How to Build LinkedIn Groups

There are several ways to get qualified people to join social network groups (such as LinkedIn groups). These techniques range from inviting your existing contacts to join the group to renting lists to broadcast group join invites.

The success at getting qualified members to join your group depends on the interests of your potential members and what you include in the join invite message that you send to them. Using some sample messages for each type of invite can dramatically speed up the number of invites that you send (copy and paste invite message) and improve the percentage of people who join your group.

Social business networks commonly limit messages to relatively short messages (a few hundred characters) so your message must be simple and clear.

Invite from Existing Contact List

People on your existing contact list are likely to be more receptive to your invite message than other candidates (people that you don't know). It is still important that you identify the key issues that your group covers. You should also mention to them what specific benefits they receive for joining the group (cash payments are not usually necessary). An example of an invite message to an existing contact:

"issue" is important to the success of "industry or service". To help develop and share solutions for "issue", I've setup a "my group". Please join and share your solutions (good for the industry and good PR for you).

– "your name", "your role"

Invite People who Comment on Your Discussions in Another Group

A good way to identify people who have interests that are similar to yours is to join groups that are related to your group topic and post discussions about your topic. When people comment on your discussion, they are likely good candidates to be invited to join your group. An example of an invite message to a topic commenter:

Thank you for commenting on my discussion "discussion title" in "group". To help develop and share solutions for "issue", I've setup the group "my group". Please join, learn, and share your solutions (good for the industry and good PR for you).

– "your name", "your role"

Invite Social Network People who have a Related Interest on a Key Term

You can usually search social network discussions and member lists for key words (such as terms related to your group). Once you have identified people who have commented on or had involvement with that key topic, use this reference information in your invite message. An example of an invite message to a person who has a related interest:

I noticed that you are involved with "issue" from "profile or source of information". To help develop and share solutions for "issue", I've setup the group "my group". Please connect with me and join "my group" to learn and share your solutions (good for the industry and good PR for you).

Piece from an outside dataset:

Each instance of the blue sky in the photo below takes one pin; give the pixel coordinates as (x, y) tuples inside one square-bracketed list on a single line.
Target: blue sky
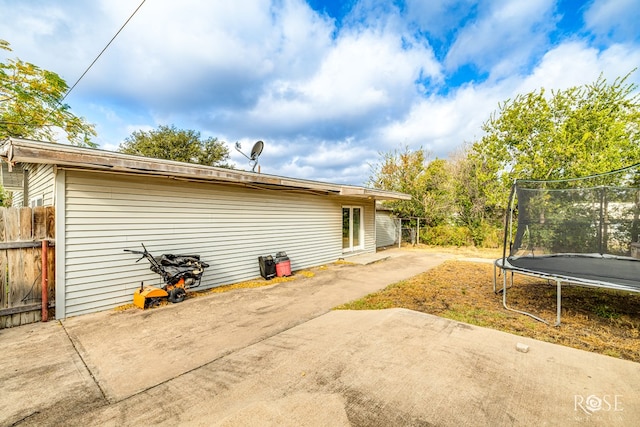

– "your name", "your role"

Invite People who you have Seen Speak or Published an Article

Search for people who have published an article or spoken at an event. Find something that you can reference in their article so they know your interest is sincere. Use search engines to find articles or links to speaker sessions at trade shows. Search for their name on your social network to see if they are a member. If they are, review their article or speech and send them an invite message. An example of an invite message to

I saw your presentation on "session" at "event". You gave an excellent discussion on "subject". Hope you will link with me and join "my group". Good free publicity,

– "your name", "your role"

Promote Group on Web Sites and Web Portals

Post links to your group on related web sites and web portals. It can be hard to find the link to post. On LinkedIn you need to go to the group page, select invite, and the link will be at the bottom.

Broadcast Invites to Qualified Groups

It is possible to reach many people who may be qualified for your group by renting a list of qualified prospects and sending them a group invite message. For example, you can rent a list from a magazine or trade show that is related to your group. The percentage of people who actually join may be a small percentage (less than 5%), but using large lists can result in a rapid growth in your social network group.